Foes of Cawthorn Go to Appeals Court in Last-Ditch Bid To Block His Re-Election Effort

The Tar Heel Republican earlier triumphed in federal court.

Representative Madison Cawthorn. House Television via AP.

Republican voters in North Carolina will receive their primary ballots in two months, and it is uncertain whether they will see Representative Madison Cawthorn’s name listed as a candidate for office. 

The latest twist in the saga of the effort to disqualify Mr. Cawthorn as an “insurrectionist” based on the Disqualification Clause of the 14th Amendment transpired on Monday. The group leading the charge to ban the Tar Heel Republican, Free Speech for People, filed an appeal to the riders of the Fourth Circuit of the United States Court of Appeals.

Their appeal is a last-ditch effort to block Mr. Cawthorn after he triumphed in federal court. A district judge, Richard Myers, held that the 1872 Amnesty Act, passed four years after the Disqualification Clause by a two-thirds vote in Congress, offered a prospective shield of clemency.

That is, it cleared those officeholders who would in the future face accusations of “engaging” in insurrection under the provisions of the 14th Amendment. This holding meant that the Amnesty Act’s protection extended from Confederates to Mr. Cawthorn, whose involvement with the events of January 6 precipitated the challenge.  

In a more immediate sense, Judge Myers’s ruling short-circuited Free Speech’s efforts to challenge Mr. Cawthorn’s candidacy before the North Carolina Board of Elections, which was set to hear the case before Mr. Cawthorn secured the federal injunction.

In its written filing asking the appellate court to reverse Judge Myers, Free Speech for People faces two hurdles. First is convincing the riders of the Fourth Circuit that the North Carolinians opposed to Mr. Cawthorn’s candidacy whom it represents have “standing” to sue. Standing is a legal requirement that the party bringing a case in court actually has the legal right to petition the court for relief. This usually involves showing that a party has been injured. 

However, in this case Judge Myers’s injunction is aimed not at voters but at North Carolina state officials, prohibiting them from blocking Mr. Cawthorn. In order to gain a foothold in the evolving legal terrain, Free Speech needs to argue that because the suit was initially brought by voters, they should be entitled to make their case before courts “permanently and finally block their state candidacy Challenge.” 

In a separate filing, the Board of Elections noted that it has not decided whether it intends to appeal, but that if it does it will not request that the case be heard in an especially expeditious fashion. It also informed the court of appeals that since ballots are due to be printed on March 28, any challenge to Mr. Cawthorn’s candidacy must be resolved by then.
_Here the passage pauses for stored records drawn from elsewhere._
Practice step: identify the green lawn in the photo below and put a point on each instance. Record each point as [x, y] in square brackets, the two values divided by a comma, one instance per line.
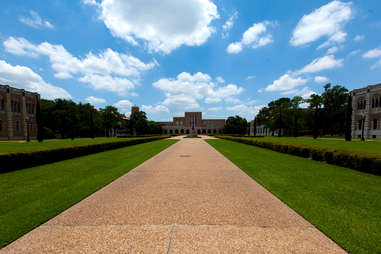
[345, 204]
[34, 145]
[32, 196]
[355, 145]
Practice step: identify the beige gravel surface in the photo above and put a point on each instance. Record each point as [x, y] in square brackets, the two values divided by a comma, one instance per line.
[187, 199]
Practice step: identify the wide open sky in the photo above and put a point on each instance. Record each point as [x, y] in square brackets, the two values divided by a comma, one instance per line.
[220, 57]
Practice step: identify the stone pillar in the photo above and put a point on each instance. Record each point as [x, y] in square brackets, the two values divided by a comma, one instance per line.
[9, 114]
[367, 114]
[24, 114]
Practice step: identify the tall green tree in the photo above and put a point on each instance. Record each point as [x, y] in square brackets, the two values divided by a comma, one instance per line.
[138, 122]
[295, 103]
[316, 103]
[280, 110]
[334, 99]
[110, 117]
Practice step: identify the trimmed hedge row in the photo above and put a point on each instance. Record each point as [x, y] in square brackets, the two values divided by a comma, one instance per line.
[362, 161]
[15, 161]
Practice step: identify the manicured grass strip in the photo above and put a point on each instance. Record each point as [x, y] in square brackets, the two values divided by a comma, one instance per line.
[370, 145]
[15, 161]
[17, 146]
[30, 197]
[345, 204]
[369, 162]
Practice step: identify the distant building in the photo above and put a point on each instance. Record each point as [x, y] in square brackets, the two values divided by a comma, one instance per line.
[366, 111]
[192, 123]
[262, 130]
[17, 113]
[134, 109]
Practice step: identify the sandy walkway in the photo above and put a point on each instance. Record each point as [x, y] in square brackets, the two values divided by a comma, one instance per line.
[187, 199]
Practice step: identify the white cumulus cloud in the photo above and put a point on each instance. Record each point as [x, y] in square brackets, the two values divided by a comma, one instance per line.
[149, 109]
[187, 90]
[305, 92]
[326, 22]
[244, 110]
[107, 70]
[24, 78]
[256, 36]
[162, 25]
[35, 21]
[322, 63]
[321, 79]
[286, 82]
[374, 53]
[95, 101]
[359, 37]
[229, 24]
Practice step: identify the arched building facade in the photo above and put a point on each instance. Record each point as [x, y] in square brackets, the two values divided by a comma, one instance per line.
[192, 123]
[366, 112]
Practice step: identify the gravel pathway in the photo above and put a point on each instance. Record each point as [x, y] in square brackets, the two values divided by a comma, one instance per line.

The second matter on which Free Speech will have to sway the Fourth Circuit is the crucial question of whether the Amnesty Act applies prospectively, as Judge Myers ruled, or only retrospectively, as Free Speech maintains. 

In withering language, Mr. Cawthorn’s opponents label the prospective approach championed by Mr. Cawthorn and vindicated by Judge Myers as a “novel and bizarre statutory interpretation contradicts the statutory text, basic logic, legislative history, and Congress’s own understanding.” It would, they say, mean that “the 1872 Act granted amnesty to all future insurrectionists from 1872 until the end of time.”
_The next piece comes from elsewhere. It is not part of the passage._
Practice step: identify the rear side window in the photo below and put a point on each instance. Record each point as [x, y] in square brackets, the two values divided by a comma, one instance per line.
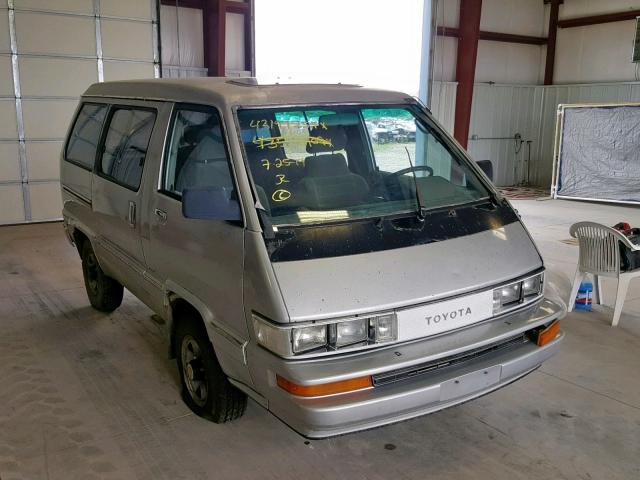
[83, 142]
[197, 156]
[125, 146]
Instead, Free Speech argues that “if the 1872 Act had intended to render the Disqualification Clause forever nugatory, then, at a minimum, Congress would have plainly said so.” Borrowing language from the realm of trusts and estates, it insists “any plain reading of the 1872 Act necessarily must recognize that it could apply only to lives in being, not future generations of insurrectionists.”

With elections set for May 17, the question of whether the Amnesty Act looks forward or backward is now the front line of Mr. Cawthorn’s battle for his political life.